[time-nuts] Thunderbolt cabling questions
engineering at mt.net
Wed Jun 13 15:17:54 UTC 2012
Sometimes the "cone of protection" simply does not exist. A couple of weeks ago I had to respons to one of my sites which contains an 800 foot tower. While there a large storm cell developed and a severe thunderstorm ensued. Shortly before leaving lighting hit the tower which was unnerving enough. But as I was walking out the door to get in the truck, another strike hit the ground about 200 yards in front of me. So much for "protection."
The house I live in is a 50 year-old two-story structure with metal siding. After moving in ten years ago and getting to know the neighbors, I was hearing rumors about the old lady who previously owned it having an issue of smelling smoke in the house shortly after a lightning storm occurred and having noticed a nearby strike. The fire department responded and investigated but could not find anything.
After moving in I decided to remodel the second floor. As I was demo'ing the walls, I came upon the older style asphalt covered cloth AC wiring in one outside wall with its insulation completely burned away over a couple of vertical feet. Fortunately the rock wool insulation in the wall refused to continue ignition and the burning ceased. Additional investigation revealed that the main lightning strike had hit the tree next to the house and a secondary streamer traveled over to the siding. But this is where it gets interesting...

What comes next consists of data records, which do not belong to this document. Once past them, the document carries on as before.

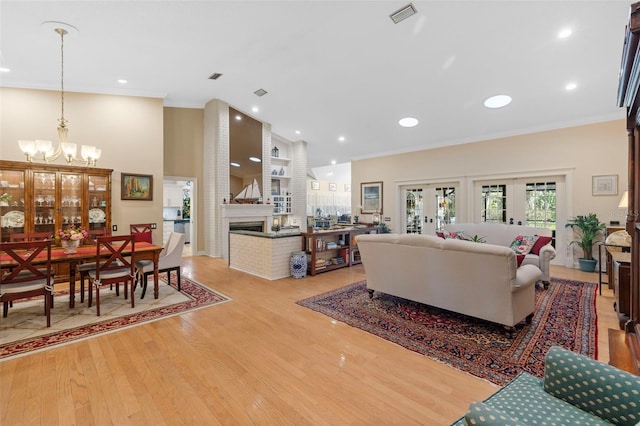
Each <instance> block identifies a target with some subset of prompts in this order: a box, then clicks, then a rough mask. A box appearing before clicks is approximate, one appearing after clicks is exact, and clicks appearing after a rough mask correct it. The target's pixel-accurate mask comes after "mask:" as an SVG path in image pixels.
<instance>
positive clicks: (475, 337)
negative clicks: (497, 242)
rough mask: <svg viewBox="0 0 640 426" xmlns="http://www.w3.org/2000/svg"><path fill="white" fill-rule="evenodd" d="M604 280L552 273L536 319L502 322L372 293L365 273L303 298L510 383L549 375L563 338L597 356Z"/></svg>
mask: <svg viewBox="0 0 640 426" xmlns="http://www.w3.org/2000/svg"><path fill="white" fill-rule="evenodd" d="M596 290H597V284H594V283H586V282H580V281H571V280H563V279H556V278H552V279H551V285H550V286H549V289H548V290H544V289H543V288H541V287H540V288H537V289H536V310H535V315H534V318H533V321H532V323H531V324H525V322H524V321H523V322H522V323H520V324H518V325H517V326H516V334H515V337H514V338H508V337H507V336H506V334H505V333H504V331H503V327H502V326H501V325H498V324H494V323H490V322H487V321H484V320H480V319H477V318H472V317H468V316H465V315H461V314H457V313H454V312H450V311H446V310H443V309H438V308H433V307H430V306H427V305H423V304H421V303H417V302H412V301H409V300H406V299H402V298H399V297H394V296H389V295H387V294H384V293H378V292H376V293H375V296H374V298H373V299H369V294H368V292H367V290H366V281H362V282H358V283H355V284H351V285H348V286H346V287H342V288H339V289H337V290H333V291H330V292H328V293H324V294H320V295H318V296H314V297H311V298H309V299H305V300H301V301H299V302H297V303H298V304H299V305H302V306H305V307H307V308H310V309H313V310H315V311H318V312H321V313H323V314H325V315H328V316H330V317H332V318H335V319H337V320H339V321H342V322H344V323H346V324H349V325H351V326H353V327H357V328H359V329H361V330H365V331H368V332H369V333H373V334H375V335H376V336H379V337H382V338H383V339H386V340H388V341H390V342H393V343H396V344H398V345H401V346H404V347H405V348H407V349H410V350H412V351H415V352H418V353H420V354H423V355H425V356H428V357H429V358H431V359H434V360H436V361H440V362H442V363H445V364H447V365H449V366H451V367H453V368H456V369H459V370H462V371H466V372H467V373H470V374H473V375H474V376H477V377H480V378H482V379H486V380H489V381H491V382H493V383H495V384H497V385H504V384H506V383H507V382H508V381H510V380H511V379H513V378H514V377H515V376H517V375H518V374H519V373H520V372H522V371H526V372H528V373H531V374H533V375H535V376H538V377H542V374H543V369H544V356H545V354H546V353H547V350H548V349H549V347H551V346H552V345H558V346H561V347H564V348H567V349H570V350H572V351H574V352H578V353H582V354H585V355H587V356H590V357H592V358H595V357H596V356H597V338H598V332H597V315H596V304H595V302H596Z"/></svg>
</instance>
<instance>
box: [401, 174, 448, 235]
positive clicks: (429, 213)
mask: <svg viewBox="0 0 640 426" xmlns="http://www.w3.org/2000/svg"><path fill="white" fill-rule="evenodd" d="M457 192H458V190H457V185H454V184H428V185H407V186H403V187H401V194H402V197H403V200H404V203H403V206H402V217H403V218H404V220H403V224H402V226H403V229H402V232H403V233H407V234H427V235H434V234H435V231H436V230H440V229H442V228H443V227H444V225H445V224H447V223H453V222H455V215H456V207H455V206H456V193H457Z"/></svg>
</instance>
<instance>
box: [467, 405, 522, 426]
mask: <svg viewBox="0 0 640 426" xmlns="http://www.w3.org/2000/svg"><path fill="white" fill-rule="evenodd" d="M464 419H465V421H466V423H467V424H468V425H485V426H520V425H523V423H520V422H518V421H516V420H514V419H513V418H511V416H509V415H508V414H506V413H504V412H502V411H500V410H498V409H496V408H494V407H492V406H490V405H487V404H485V403H484V402H474V403H473V404H471V405H470V406H469V411H467V414H465V416H464Z"/></svg>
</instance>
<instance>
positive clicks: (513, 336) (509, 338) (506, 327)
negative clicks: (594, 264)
mask: <svg viewBox="0 0 640 426" xmlns="http://www.w3.org/2000/svg"><path fill="white" fill-rule="evenodd" d="M504 332H505V334H506V335H507V337H508V338H509V339H513V338H514V337H516V328H515V327H513V326H509V325H505V326H504Z"/></svg>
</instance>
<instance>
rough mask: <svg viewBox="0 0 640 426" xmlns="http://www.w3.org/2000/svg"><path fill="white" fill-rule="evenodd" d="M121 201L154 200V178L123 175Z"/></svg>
mask: <svg viewBox="0 0 640 426" xmlns="http://www.w3.org/2000/svg"><path fill="white" fill-rule="evenodd" d="M121 184H122V188H120V199H121V200H136V201H152V200H153V176H152V175H134V174H131V173H122V174H121Z"/></svg>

The streamer hit the metal siding and under that location was a nail that apparently was fastening the old lap siding (under the later added metal overlay). The lightning then arced over to this nail which extended through the under sheath and then to the AC wire starting the fire. Looking at the point of the nail tip I found copper that was deposited from the wire over to the nail. The migration indicated that the lightning strike had been of negative polarity given the propensity for metals to migrate from the positive to the negative electrodes in an arcing situation.
> Hi gang
> Just to upset the apple cart a bit, high trees do not necessarily
> protect a large area from lightning.
> In my past life as a range officer at a large shooting facility, we were
> hit by lightning directly in front of the firing line during a storm.
> The tree line was about 20 to 30 ft behind us and at least 50+ feet higher.
> There was even evidence of arcing between 2 pieces of conduit stuck in
> the ground about 5 ft apart. first and last time I saw a fire ball.
> For induced charges from nearby strikes nothing beats a good ground and
> lightning protector system.
> If a direct hit, I hope your insurance is paid up.
> My gps antennas are about 25 above ground just above my roof line. The
> mast is grounded to 2 ground rods and the coax fed through gas tube
> lightning protects. No problems even with hits several hundred yards away.